Copenhaver said the public bidding process required for the taxpayer-funded project has slowed progress considerably, but noted the county has saved more than $1 million by doing as much of the work in-house as possible. Rather than award the project to a general contractor, the county hired a clerk of the works and project designer and several part-time workers to contain labor costs and avoid paying prevailing wages.

Those personnel moves, along with having other county employees help out, has helped reduce labor costs by about 75 percent, Copenhaver said.

The county’s IT department has helped reduced costs by assisting with stringing the 36,651-square-foot building with more than 14 miles of wire, Copenhaver said.

In gutting the building, the county was able to sell several thousand dollars worth of scrap metal, but also reuse conduit, according to Copenhaver.

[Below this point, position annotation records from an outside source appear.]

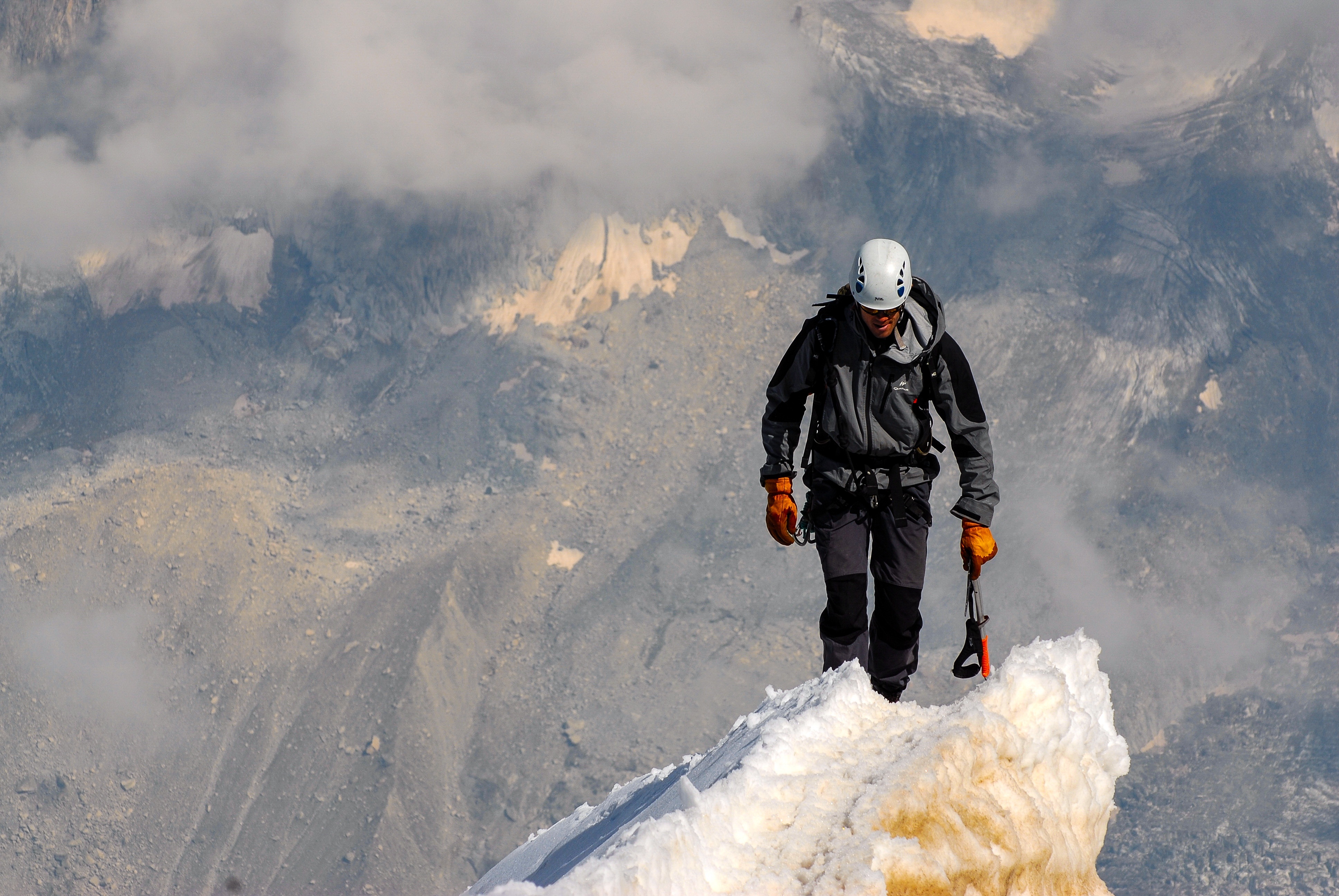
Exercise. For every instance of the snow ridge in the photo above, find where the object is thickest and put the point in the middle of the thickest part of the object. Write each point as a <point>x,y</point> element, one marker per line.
<point>829,789</point>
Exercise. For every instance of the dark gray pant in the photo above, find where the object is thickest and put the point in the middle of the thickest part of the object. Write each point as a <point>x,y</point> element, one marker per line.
<point>888,645</point>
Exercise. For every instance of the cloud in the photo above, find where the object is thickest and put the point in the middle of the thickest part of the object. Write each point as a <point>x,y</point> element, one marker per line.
<point>94,663</point>
<point>272,102</point>
<point>1165,55</point>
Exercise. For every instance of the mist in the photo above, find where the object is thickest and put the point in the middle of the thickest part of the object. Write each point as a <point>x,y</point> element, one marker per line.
<point>175,106</point>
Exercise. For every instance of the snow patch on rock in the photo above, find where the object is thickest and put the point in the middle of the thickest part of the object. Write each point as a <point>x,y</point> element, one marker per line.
<point>828,788</point>
<point>736,230</point>
<point>173,267</point>
<point>1012,26</point>
<point>606,260</point>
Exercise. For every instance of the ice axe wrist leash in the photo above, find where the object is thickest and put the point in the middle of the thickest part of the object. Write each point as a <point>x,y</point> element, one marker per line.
<point>977,643</point>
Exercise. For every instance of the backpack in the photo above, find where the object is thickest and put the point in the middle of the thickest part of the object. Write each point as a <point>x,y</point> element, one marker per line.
<point>825,322</point>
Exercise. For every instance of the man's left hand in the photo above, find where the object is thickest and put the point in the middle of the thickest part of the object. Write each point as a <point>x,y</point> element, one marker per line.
<point>978,547</point>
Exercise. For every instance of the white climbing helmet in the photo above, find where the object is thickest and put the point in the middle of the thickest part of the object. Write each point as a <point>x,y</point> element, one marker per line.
<point>881,275</point>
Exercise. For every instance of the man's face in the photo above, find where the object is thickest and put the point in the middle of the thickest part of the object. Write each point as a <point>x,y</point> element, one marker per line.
<point>880,322</point>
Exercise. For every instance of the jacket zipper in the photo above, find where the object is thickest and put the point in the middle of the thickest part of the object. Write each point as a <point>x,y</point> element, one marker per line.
<point>869,427</point>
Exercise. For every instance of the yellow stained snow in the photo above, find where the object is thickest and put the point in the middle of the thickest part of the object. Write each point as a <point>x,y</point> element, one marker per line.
<point>606,260</point>
<point>1012,26</point>
<point>1212,395</point>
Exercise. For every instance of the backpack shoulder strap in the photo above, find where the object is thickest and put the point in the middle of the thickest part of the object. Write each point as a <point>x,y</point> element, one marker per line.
<point>825,322</point>
<point>921,405</point>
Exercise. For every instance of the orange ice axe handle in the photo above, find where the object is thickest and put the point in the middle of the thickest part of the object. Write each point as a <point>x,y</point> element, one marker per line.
<point>977,643</point>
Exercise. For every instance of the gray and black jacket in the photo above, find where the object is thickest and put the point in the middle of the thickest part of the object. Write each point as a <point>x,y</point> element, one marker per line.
<point>869,413</point>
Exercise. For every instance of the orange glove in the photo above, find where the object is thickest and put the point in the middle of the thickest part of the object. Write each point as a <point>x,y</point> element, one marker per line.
<point>781,511</point>
<point>978,547</point>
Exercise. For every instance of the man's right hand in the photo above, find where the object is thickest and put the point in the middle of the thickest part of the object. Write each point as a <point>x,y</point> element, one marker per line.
<point>781,511</point>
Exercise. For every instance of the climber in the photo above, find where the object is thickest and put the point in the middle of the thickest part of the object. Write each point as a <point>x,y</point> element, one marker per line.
<point>876,358</point>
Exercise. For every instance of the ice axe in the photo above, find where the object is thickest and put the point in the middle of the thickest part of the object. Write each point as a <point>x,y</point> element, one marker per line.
<point>977,643</point>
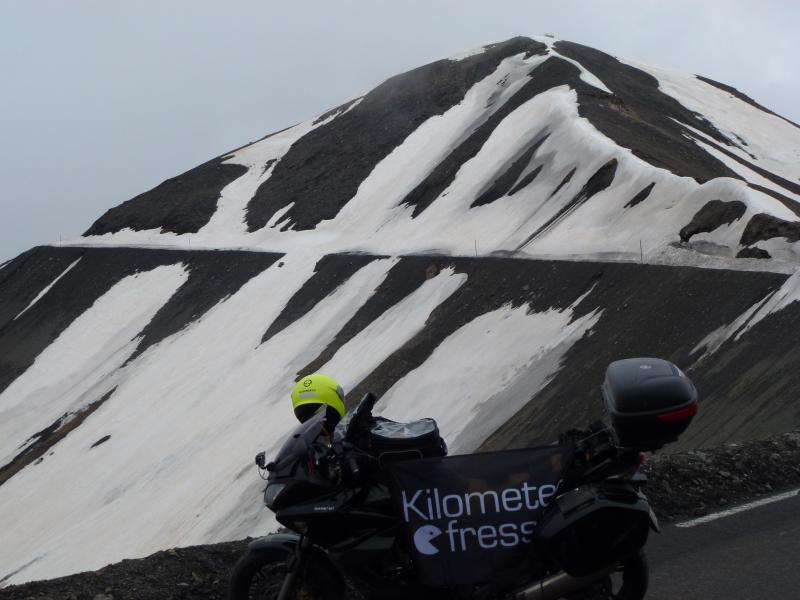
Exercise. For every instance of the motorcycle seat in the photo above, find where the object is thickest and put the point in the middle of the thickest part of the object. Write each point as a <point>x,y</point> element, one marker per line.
<point>390,440</point>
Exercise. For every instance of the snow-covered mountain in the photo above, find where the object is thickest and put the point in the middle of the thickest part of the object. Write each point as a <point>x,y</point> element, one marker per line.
<point>474,240</point>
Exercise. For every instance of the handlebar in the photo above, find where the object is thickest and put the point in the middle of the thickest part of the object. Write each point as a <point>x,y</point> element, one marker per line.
<point>362,412</point>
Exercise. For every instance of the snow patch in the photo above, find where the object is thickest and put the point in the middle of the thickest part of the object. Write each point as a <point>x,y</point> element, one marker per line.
<point>45,290</point>
<point>389,332</point>
<point>82,364</point>
<point>487,370</point>
<point>788,293</point>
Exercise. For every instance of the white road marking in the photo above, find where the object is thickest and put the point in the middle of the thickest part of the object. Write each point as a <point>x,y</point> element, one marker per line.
<point>738,509</point>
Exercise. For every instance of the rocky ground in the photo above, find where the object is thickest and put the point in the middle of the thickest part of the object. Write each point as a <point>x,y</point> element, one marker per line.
<point>681,486</point>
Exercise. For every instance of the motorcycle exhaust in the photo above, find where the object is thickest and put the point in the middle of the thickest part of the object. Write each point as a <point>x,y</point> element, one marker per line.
<point>558,585</point>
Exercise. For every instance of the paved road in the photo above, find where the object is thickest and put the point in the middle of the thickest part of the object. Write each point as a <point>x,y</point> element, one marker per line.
<point>752,555</point>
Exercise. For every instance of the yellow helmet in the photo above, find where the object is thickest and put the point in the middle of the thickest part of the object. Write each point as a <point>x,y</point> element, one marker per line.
<point>315,393</point>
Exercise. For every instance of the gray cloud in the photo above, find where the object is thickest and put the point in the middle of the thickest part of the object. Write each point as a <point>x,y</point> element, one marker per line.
<point>101,101</point>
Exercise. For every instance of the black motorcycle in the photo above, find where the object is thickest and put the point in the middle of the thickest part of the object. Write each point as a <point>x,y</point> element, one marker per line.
<point>358,528</point>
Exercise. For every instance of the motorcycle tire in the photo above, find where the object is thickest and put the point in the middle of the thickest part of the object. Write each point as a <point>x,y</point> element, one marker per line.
<point>628,582</point>
<point>259,575</point>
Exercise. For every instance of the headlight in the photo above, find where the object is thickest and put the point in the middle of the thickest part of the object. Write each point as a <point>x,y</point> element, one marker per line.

Workers began hanging drywall Jan. 23 and officials have been exploring flooring options to find the product right for a building that is in use year-round, 24 hours a day.

Copenhaver noted that there will be no need for bottled water in the building because they are using carbon filtration and reverse osmosis treatment systems in the facility.   

Additional savings have been netted through the county’s plan to recycle furnishings that Blue Ridge Community and Technical College left behind on the first floor of the county’s administration building.

The new facility includes an observation room that will allow deputies to monitor interviews in two rooms from behind one-way glass, a 4,000 square foot of garage space to house vehicles and a 6,800 square foot deputy squad room for four work shifts. There are currently three work shifts, allowing room for growth, according to Lemaster.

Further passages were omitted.